Crash Protection Kicks In For IBM

An IBM computer in the console of the Pan American space plane helps its pilot dock at the space station in 2001: A Space Odyssey (1968). Image via I Like Interfaces.

IBM Takes A Tumble

In an article last month (In Case IBM Tumbles), I presented two hedges for International Business Machines (IBM) longs. Since then, IBM shares have slid more than 22%.

Chart

IBM Total Return Price data by YCharts

Here, I’ll show how those hedges ameliorated this slide and talk briefly about what hedged IBM longs can do now. First, though, a quick reminder about the purpose of hedging: you hedge when you are bullish about a security (otherwise you wouldn’t own it) but want to limit your risk in the event you were wrong. IBM longs who hedged in October didn’t expect the stock to drop as much as it has, but wanted to protect themselves in case it did.

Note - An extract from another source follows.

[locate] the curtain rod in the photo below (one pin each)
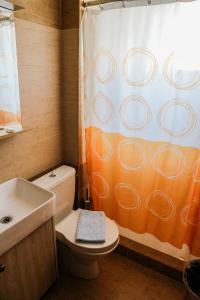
(101, 2)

The October Optimal Put Hedge

As of October 3rd’s close, these were the optimal, or least expensive, put options to hedge 500 shares of IBM against a >17% decline by mid-April (optimal hedge screen captures via the Portfolio Armor iPhone app).

Image via PA.

Note that the cost here was $1,040, or 1.36% of position value (calculated conservatively, using the ask price of the puts).

Let’s look at how that hedge has reacted to the 41% drop.

How The Optimal Put Hedge Has Reacted

Here’s an updated quote on those puts as of Friday’s close (via CBOE):

How That Hedge Ameliorated IBM’s Drop

IBM closed at $151.31 on October 4th. A shareholder who owned 500 shares of it and hedged with the puts above then had $75,655 in IBM shares plus $1,040 in puts, so the net position value was $75,655 + $1,040 = $76,695.

The stock closed at $117.19 on Friday, November 23rd, down about 22.5% from its close on October 4th. The investor’s shares were worth $58,595 on Friday, and the put options were worth $8,000, using the midpoint of the spread. So, the net position value as of Friday’s close was $52,595 + $8,000 = $66,595. $66,595 represents a 13.2% drop from $76,695.

The October Optimal Collar Hedge

On October 4th, this was the optimal collar to protect against a >17% drop in IBM by mid-April, while not capping your possible upside at less than 17% by then.

Image via PA.

In this case, the net cost of the hedge was negative, meaning you would have collected a $260 net credit, assuming, conservatively, that you bought the puts and sold the calls at the worst ends of their respective spreads.

How That Optimal Collar Hedge Has Reacted

In this case, the put leg of the collar used the same strike as in the previous hedge:

And here’s an updated quote on the call leg:

How That Hedge Ameliorated IBM’s Drop

Recall that IBM closed at $151.31 on October 4th. A shareholder who owned 500 shares of it and hedged with the collar above then had $76,655 in IBM shares plus $1,040 in puts, and if the investor wanted to buy to close the short call position, it would have cost him $1,300. So, his net position value on October 4th was ($75,655 + $1,040) – $1,300 = $75,395.

On Friday, the shares were worth $58,595, the put options were worth $8,000, and it would have cost $60 to buy to close his calls, using the midpoint of the spread in both cases. So, ($58,595 + $8,000) – $60 = $66,535. $66,535 represents an 11.8% drop from $75,395.

More Protection Than Promised In Both Cases

Although IBM dropped by about 22.5% from October 4th to November 3rd, and both hedges were designed to protect against a >17% drop, the optimal put hedge limited the drawdown to 13.2%, and the optimal collar hedge limited it to 11.8%. This is another example of the impact of time value on hedges based on intrinsic value alone.

So What Now?

That depends on what you think IBM’s prospects are between now and April, and whether you are a long-term bull beyond that. If you are a long-term bull, then you’re probably not planning to exit. Instead, you might consider selling your puts and using the proceeds to buy more shares. You might also consider buying-to-close your short call leg, if you’re hedged with the collar, to eliminate your upside cap. If you decide that you’re no longer bullish, you can exit now for a smaller loss. The nice thing about being hedged, though, is that it gives you options (no pun intended). You don’t have to worry so much about how much further IBM might drop because you have relatively little downside left from here (you’re not going to be down more than 17% with these hedges). You have breathing space to let the dust settle and decide on your best course of action without the anxiety of an unhedged investor.

Disclosure: I/we have no positions in any stocks mentioned, and no plans to initiate any positions within the next 72 hours.

I wrote this article myself, and it expresses my own opinions. I am not receiving compensation for it (other than from Seeking Alpha). I have no business relationship with any company whose stock is mentioned in this article.